La Virgin de Los Sicaros- Colombian Wars

This week, in class, we watched a film that focused on two very different men and their encounters with the local mafia. This movie was typical of the theme that has seemingly been in the majority of the movies that we have watched this semester, the absence of order and prevalence of violence within Latin America. In La Virgen de Los Sicaros, the absence of government led to drug wars between rival gangs and the deaths of many young latinos. Matard-Bonucci came up with a hypothesis to explain the rise of mafia power in regions, and his hypothesis helps to explain the problem that has been recurring throughout our films. Matard-Bonucci believes there are four reasons for the rise of mafia power. Bonucci believes that mafia power can be explained by the lack of government, ” the nation-state has not established a firm presence in certain regions and local forces contest an exclusionary power,”(Vargas, 107). Bonucci hit the nail right on the head becuase there was little to no government presence in La Virgin de Los Sicaros. The young men in the movie, Alexis and Wilmar, seemingly started war on the streets without any reprocussions from law enforcement. When Alexis was able to kill two men on the train and then escape imprisonment, the hypothesis of Bonucci was realised. The government of Colombia was unable to, “control territory and exercise a monopoly of force in both the city and the government,” (Vargas,107). The inability of the government and police force to exercise authority over all of the Colombian territory led to violence between local mafias.

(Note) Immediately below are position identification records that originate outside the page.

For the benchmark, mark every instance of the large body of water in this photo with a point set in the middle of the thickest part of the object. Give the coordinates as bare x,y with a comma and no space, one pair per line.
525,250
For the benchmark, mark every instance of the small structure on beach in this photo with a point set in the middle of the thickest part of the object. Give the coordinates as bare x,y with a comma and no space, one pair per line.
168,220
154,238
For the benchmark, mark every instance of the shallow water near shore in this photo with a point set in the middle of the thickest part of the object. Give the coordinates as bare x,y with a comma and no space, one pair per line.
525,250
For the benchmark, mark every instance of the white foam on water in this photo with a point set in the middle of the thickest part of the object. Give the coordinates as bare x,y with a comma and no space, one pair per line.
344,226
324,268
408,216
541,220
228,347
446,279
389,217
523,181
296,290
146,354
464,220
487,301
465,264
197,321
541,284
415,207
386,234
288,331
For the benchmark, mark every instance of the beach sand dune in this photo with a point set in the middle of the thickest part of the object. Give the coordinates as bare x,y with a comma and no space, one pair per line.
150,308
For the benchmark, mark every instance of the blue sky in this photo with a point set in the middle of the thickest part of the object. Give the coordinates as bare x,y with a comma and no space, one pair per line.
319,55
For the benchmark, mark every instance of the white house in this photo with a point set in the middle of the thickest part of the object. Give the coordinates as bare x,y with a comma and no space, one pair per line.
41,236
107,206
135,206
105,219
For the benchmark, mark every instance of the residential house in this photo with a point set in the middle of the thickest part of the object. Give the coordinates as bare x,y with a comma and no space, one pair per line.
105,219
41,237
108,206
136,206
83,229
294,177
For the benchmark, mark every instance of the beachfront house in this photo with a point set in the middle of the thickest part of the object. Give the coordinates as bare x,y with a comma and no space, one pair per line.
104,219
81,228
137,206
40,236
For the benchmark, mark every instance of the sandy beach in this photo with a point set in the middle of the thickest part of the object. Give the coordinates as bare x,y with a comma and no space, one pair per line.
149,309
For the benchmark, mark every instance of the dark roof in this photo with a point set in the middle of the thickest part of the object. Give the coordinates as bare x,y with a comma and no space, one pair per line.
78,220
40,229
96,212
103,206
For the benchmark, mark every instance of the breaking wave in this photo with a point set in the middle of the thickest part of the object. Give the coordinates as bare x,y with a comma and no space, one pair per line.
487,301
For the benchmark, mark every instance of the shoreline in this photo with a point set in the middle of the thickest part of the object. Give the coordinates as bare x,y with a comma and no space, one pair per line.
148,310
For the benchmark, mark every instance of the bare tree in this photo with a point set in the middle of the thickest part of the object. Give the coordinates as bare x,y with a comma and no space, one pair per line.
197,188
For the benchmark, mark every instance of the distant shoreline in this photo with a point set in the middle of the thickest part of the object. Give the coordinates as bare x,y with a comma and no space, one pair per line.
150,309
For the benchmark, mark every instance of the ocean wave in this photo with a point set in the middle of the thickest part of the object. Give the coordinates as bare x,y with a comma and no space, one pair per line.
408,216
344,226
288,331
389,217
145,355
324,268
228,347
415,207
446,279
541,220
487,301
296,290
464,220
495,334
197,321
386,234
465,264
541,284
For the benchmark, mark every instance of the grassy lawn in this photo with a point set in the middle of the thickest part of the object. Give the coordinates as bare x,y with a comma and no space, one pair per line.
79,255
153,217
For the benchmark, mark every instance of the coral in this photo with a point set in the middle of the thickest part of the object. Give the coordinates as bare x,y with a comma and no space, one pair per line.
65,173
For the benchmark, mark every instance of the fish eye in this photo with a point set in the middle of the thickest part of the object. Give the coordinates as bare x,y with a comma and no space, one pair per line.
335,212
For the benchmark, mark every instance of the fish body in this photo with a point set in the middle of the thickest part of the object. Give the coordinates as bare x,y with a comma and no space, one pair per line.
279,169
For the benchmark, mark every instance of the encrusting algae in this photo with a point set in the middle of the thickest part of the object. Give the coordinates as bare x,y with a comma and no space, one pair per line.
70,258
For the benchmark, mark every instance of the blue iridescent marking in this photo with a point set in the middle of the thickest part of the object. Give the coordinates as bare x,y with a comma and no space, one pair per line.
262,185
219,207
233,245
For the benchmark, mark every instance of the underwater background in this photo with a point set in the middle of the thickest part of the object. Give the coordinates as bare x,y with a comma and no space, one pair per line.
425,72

The movie showed the effects of the mafia wars throughout Colombia with numerous murders occuring throughout the film. Hylton writes, ” Political and criminal violence fed into one another, and homicide became the leading cause of death among males,” (Hylton, 65). As seen in this weeks movie and other movies we have watched, no government control has left many peoples under the thumb of corruption. These peoples, usually of the lower class like the young men in our movie, are left to a life of violence and drugs in hopes of providing for themselves or surviving. Vargas continues to promote the need for governmental influence in Latin America, “The lack of the legitimate institutions to resolve conflicts and the fact that many of these involved in the drug trade came from lower-class sectors previously denied access to the region’s sources of wealth le to an unprecedented wave of violence,” (Vargas, 113). This is evident in the movie as the two young lovers,Alexis and Wilmar, grasp on to the older gentleman who offers them a place to stay, clothes, and much more. The older gentleman soon realizes that the violence that the lower class is subjected to is an unending cycle of death. In one instance, a man kills another man in an attempted robbery, but is later killed in the movie himself. This cycle is also evident when Wilmar kills Alexis but he is soon killed before he can escape the cycle. The underpriviledged classes are under the sway of the mafia and their drug rings. Once the young men find themselves inside the mafia ring, escaping death becomes a near impossibility.